An online petition to save an Indian-origin Malaysian from gallows next week has gathered nearly 40,000 signatures with human rights activists urging the government to halt the execution, saying the man is intellectually disabled. Nagaenthran K Dharmalingam, who is on death row at Singapore's Changi Prison, was convicted in 2010 for drug trafficking.
Singapore's Ministry of Home Affairs (MHA) on Wednesday said that the High Court and the Court of Appeal held that Nagaenthran's mental responsibility for his offence was not substantially impaired. He was found to have clearly understood that what he did was a crime and took the "calculated risk" to pay off his debt.
This was the finding by the High Court while sentencing the convict to death in 2010 for importing drugs into Singapore and it was upheld by the Court of Appeal, which "flatly rejected his account of being coerced under duress", TODAY newspaper quoted the MHA as saying. The MHA also said it is helping Nagaenthran's family with travel arrangements from Malaysia to Singapore and that his visitors will be granted extended face-to-face visits daily, according to the Singapore tabloid.
Nagaenthran was convicted and given the death penalty in November 2010 for importing 42.72 grams of heroin a year before. "His petition to the President for clemency was unsuccessful," the MHA said. An online report, cited by media outlets, said Nagaenthran would be hanged on November 10.
The petition to President Halimah Yacob to pardon Nagaenthran was started on October 29. It seeks 50,000 signatures in support of the clemency plea to the president. It has gathered 39,962 signatures as of Thursday. The petition states that the convict should be pardoned because he had testified that he was "coerced" into drug trafficking by a man who had threatened to kill his girlfriend. It also states that Nagaenthran has an intellectual disability and a low IQ, impaired executive functioning and attention deficit hyperactivity disorder.

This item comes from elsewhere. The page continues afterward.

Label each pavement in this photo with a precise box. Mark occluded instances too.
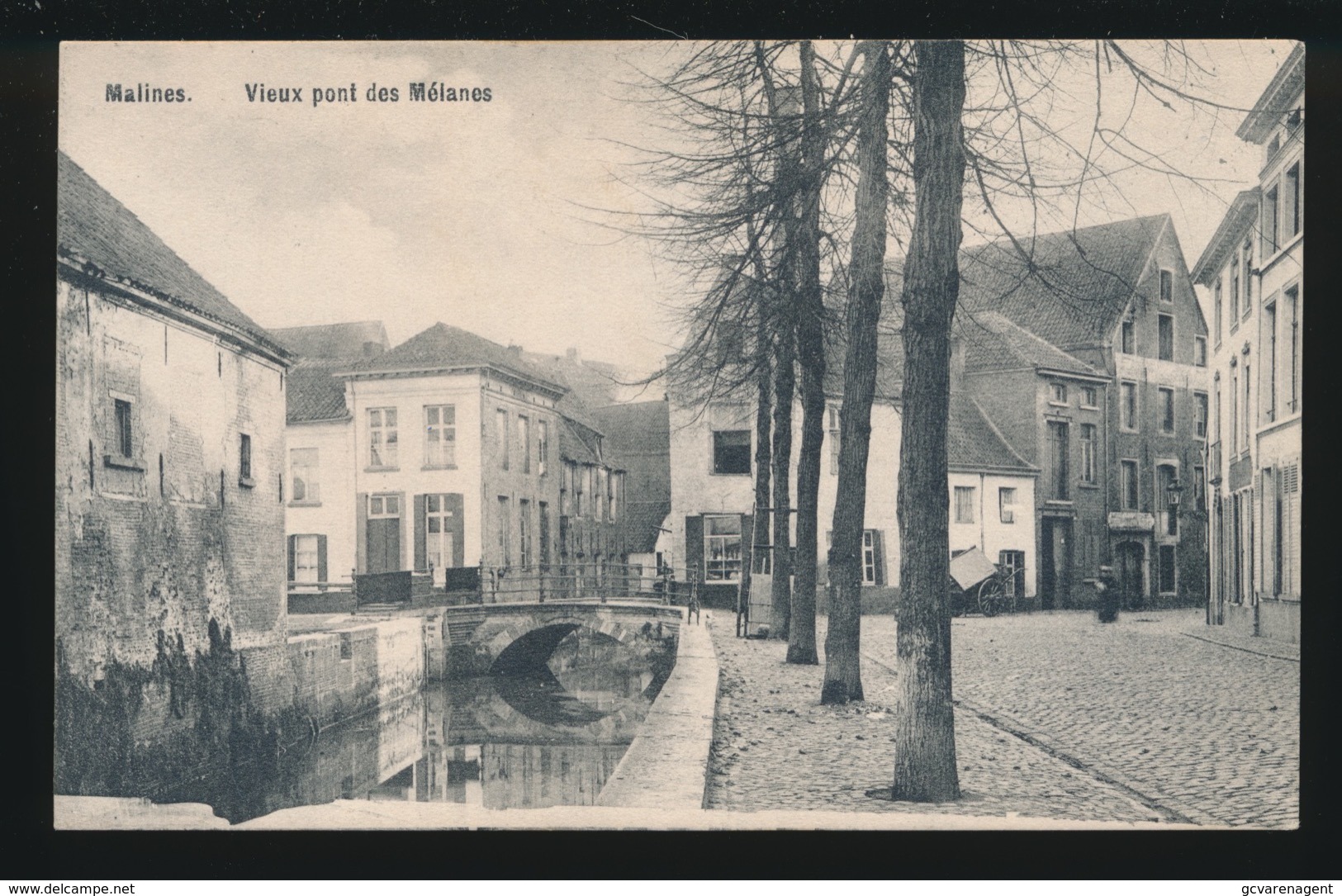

"Given that Nagaenthran is intellectually disabled, committed a non-violent crime and was allegedly coerced by assaults and threats, we sincerely appeal for President Halimah Yacob to uphold Singapore's commitment to the UNCRPD (United Nations Convention on the Rights of Persons with Disabilities) by pardoning Nagaenthran's death sentence," media reports said, citing the petition. Nagaenthran had first appealed to be resentenced under amendments to the Misuse of Drugs Act that were passed in 2012.
The amendments allow a court to sentence a drug offender to life imprisonment instead of death if he is merely a courier on the condition that the public prosecutor issues the offender a certificate of substantive assistance for helping the Central Narcotics Bureau disrupt drug-trafficking activities. Nagaenthran then lodged a second appeal for a judicial review into the public prosecutor's decision not to issue him a certificate of substantive assistance.
The High Court dismissed both applications and in 2019, the Court of Appeal dismissed both of Nageanthran's appeals against the High Court's decision.